Seattle Slew likewise gained stature in defeat, most notably when caught by the world-class stayer Exceller after an unsustainably fast pace in the 1 1/2-mile Jockey Club Gold Cup (G1). A champion at two, three, and four, “Slew” repelled his successor, Affirmed, in both meetings. Affirmed, also a champion all three seasons, won a similar laurel when rebuffing Spectacular Bid in the next Jockey Club Gold Cup.

War Admiral is the outsider of the group in that he was champion only at three, and didn’t beat any other all-time great. But he did continue his winning habits at four, until Seabiscuit spoiled the party.

The emperors

Wielding supreme authority in their prime, Citation (1948) and Secretariat (1973) are a class unto themselves as “emperors.”

Secretariat did not race beyond his 3-year-old season, but unlike those stuck in the “jurists” category, he presented an airtight case. Dirt or turf, short or long, fellow 3-year-olds or champion elders – at his best, Secretariat was simply sublime. It’s difficult to imagine a horse ever again approaching the standard of his 1973 campaign, with still-standing records in the Derby, Preakness, and Belmont (by an astronomical 31 lengths).
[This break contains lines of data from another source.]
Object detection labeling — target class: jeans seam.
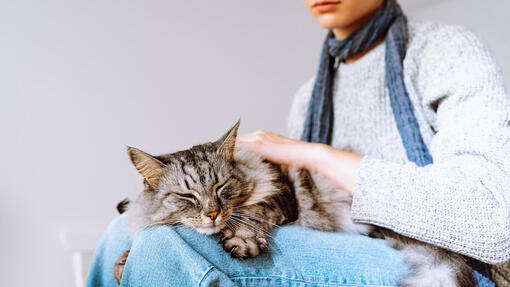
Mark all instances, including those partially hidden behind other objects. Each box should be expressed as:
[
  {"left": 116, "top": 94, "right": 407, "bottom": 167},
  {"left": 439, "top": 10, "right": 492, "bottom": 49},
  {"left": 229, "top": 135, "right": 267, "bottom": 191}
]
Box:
[
  {"left": 230, "top": 275, "right": 395, "bottom": 286},
  {"left": 197, "top": 265, "right": 214, "bottom": 287}
]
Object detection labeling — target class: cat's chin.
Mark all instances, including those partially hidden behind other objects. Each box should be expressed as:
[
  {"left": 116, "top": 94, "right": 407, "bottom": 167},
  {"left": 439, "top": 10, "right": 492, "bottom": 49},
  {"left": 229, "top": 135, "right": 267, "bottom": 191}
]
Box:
[{"left": 195, "top": 226, "right": 221, "bottom": 235}]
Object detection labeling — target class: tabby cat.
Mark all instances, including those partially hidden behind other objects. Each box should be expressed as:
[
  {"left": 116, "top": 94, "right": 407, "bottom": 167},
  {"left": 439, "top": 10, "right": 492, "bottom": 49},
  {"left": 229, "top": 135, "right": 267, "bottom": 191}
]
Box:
[{"left": 114, "top": 122, "right": 476, "bottom": 286}]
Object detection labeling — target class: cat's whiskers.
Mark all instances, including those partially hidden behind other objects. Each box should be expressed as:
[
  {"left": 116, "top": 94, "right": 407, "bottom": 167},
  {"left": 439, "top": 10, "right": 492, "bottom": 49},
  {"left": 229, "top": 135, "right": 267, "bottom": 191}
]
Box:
[
  {"left": 230, "top": 215, "right": 276, "bottom": 241},
  {"left": 233, "top": 212, "right": 281, "bottom": 228}
]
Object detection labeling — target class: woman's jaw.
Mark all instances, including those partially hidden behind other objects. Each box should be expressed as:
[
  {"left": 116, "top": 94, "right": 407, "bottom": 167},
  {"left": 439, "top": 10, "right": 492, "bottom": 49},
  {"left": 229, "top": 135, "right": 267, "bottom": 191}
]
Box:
[{"left": 303, "top": 0, "right": 384, "bottom": 39}]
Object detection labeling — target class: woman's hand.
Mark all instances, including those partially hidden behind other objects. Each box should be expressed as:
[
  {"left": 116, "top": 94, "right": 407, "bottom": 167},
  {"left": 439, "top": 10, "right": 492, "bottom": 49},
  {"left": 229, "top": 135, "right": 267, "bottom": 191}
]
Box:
[{"left": 237, "top": 130, "right": 362, "bottom": 195}]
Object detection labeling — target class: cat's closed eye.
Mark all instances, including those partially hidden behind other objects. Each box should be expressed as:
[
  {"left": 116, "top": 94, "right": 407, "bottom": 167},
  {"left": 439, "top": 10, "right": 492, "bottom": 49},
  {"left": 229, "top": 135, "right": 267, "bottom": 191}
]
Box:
[{"left": 175, "top": 193, "right": 196, "bottom": 200}]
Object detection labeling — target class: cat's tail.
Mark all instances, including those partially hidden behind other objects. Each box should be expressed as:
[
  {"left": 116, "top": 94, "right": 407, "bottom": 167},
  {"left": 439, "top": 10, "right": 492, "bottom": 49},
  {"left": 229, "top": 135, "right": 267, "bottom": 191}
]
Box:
[
  {"left": 117, "top": 198, "right": 130, "bottom": 214},
  {"left": 378, "top": 228, "right": 478, "bottom": 287}
]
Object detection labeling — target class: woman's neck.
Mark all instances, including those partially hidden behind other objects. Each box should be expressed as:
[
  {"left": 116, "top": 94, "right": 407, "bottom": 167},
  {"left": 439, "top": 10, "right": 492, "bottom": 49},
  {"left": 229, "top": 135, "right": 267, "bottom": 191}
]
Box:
[
  {"left": 343, "top": 36, "right": 384, "bottom": 64},
  {"left": 331, "top": 4, "right": 384, "bottom": 64}
]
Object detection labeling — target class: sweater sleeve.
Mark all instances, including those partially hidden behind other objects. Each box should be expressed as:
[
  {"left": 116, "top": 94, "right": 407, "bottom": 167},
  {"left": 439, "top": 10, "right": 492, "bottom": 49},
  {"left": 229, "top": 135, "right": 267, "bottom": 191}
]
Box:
[{"left": 352, "top": 26, "right": 510, "bottom": 263}]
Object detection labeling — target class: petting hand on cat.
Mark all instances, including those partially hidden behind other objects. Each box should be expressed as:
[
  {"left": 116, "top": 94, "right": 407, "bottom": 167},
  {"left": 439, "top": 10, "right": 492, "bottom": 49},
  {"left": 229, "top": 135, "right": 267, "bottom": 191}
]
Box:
[{"left": 237, "top": 130, "right": 362, "bottom": 196}]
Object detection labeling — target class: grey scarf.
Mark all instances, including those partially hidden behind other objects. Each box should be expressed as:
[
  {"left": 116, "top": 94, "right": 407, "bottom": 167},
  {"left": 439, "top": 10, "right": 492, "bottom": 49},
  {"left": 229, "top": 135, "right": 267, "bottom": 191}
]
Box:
[{"left": 301, "top": 0, "right": 432, "bottom": 166}]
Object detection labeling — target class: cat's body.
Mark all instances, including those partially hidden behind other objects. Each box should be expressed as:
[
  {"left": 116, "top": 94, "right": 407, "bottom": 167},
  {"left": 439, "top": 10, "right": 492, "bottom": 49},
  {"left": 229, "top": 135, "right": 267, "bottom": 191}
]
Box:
[{"left": 115, "top": 124, "right": 476, "bottom": 286}]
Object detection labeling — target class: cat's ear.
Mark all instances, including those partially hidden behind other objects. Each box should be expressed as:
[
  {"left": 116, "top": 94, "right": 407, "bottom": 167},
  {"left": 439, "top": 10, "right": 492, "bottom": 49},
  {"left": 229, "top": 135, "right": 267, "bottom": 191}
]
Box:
[
  {"left": 128, "top": 147, "right": 165, "bottom": 188},
  {"left": 217, "top": 121, "right": 241, "bottom": 161}
]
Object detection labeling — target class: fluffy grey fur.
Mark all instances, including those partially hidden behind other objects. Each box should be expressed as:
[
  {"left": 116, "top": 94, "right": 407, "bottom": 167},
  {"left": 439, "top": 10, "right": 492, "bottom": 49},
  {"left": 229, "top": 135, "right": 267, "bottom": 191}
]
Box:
[{"left": 114, "top": 122, "right": 476, "bottom": 287}]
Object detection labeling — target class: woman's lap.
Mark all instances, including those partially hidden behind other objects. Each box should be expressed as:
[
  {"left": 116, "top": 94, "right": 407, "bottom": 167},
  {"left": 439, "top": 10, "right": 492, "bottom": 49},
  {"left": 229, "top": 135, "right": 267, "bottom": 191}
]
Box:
[
  {"left": 87, "top": 215, "right": 409, "bottom": 286},
  {"left": 87, "top": 215, "right": 493, "bottom": 287}
]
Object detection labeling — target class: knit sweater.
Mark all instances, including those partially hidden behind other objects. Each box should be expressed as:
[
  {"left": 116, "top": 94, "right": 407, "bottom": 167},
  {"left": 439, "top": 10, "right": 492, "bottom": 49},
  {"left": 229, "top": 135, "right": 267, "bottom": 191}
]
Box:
[{"left": 288, "top": 20, "right": 510, "bottom": 263}]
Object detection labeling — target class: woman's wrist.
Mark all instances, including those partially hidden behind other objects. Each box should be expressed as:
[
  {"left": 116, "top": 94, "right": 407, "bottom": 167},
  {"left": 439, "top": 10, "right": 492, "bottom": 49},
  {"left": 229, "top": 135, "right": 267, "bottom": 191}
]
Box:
[{"left": 307, "top": 144, "right": 363, "bottom": 195}]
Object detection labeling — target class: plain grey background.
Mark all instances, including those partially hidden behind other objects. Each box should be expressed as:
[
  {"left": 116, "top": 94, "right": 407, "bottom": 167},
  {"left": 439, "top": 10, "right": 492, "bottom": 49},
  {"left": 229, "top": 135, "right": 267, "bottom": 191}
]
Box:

Then toss in a world-record over the previous year’s dual classic winner, Hall of Famer Riva Ridge, among an all-star cast in the Marlboro Cup (G1); blitzing in a turf course record in the Man o’War (G1); and clinching champion turf horse honors in the Canadian International (G2). Oh, and he was Horse of the Year as a 2-year-old also.

Secretariat’s Achilles’ heel was that he didn’t always fire his best. That’s the very angle that Citation partisans can cite in his favor – “Big Cy” could be relied upon to deliver, winning 27 of 29 starts in his championship 2- and 3-year-old seasons that offer direct comparisons. He too beat fellow Hall of Famers in the older Armed as well as his contemporary Coaltown. Although Citation suffered more losses as an older horse, he was literally shouldering a burden that Secretariat never did, carrying 130 pounds or more, not to mention trying to recover his old spark after a year on the sidelines.

How does one compare such all-time greats in a theoretical head-to-head? If Secretariat were greatness in its dazzling array, Citation was greatness distilled into its silkiest smoothness. The simple test of the clock will say Secretariat was faster, but if your life depended on a horse’s performance on any random day, you’d probably make Citation your insurance policy.

1 Comment on Classifying the Triple Crown winners: Four categories of champions

  1. Get real, it’s already decided that Secretariat will win. The fix is in. My choice: Seattle Slew. His breaking through a wall of horses to gain position after his disastrous break was the best Derby win ever. Secretariat would have had to kill Slew to get past him if they raced against each other.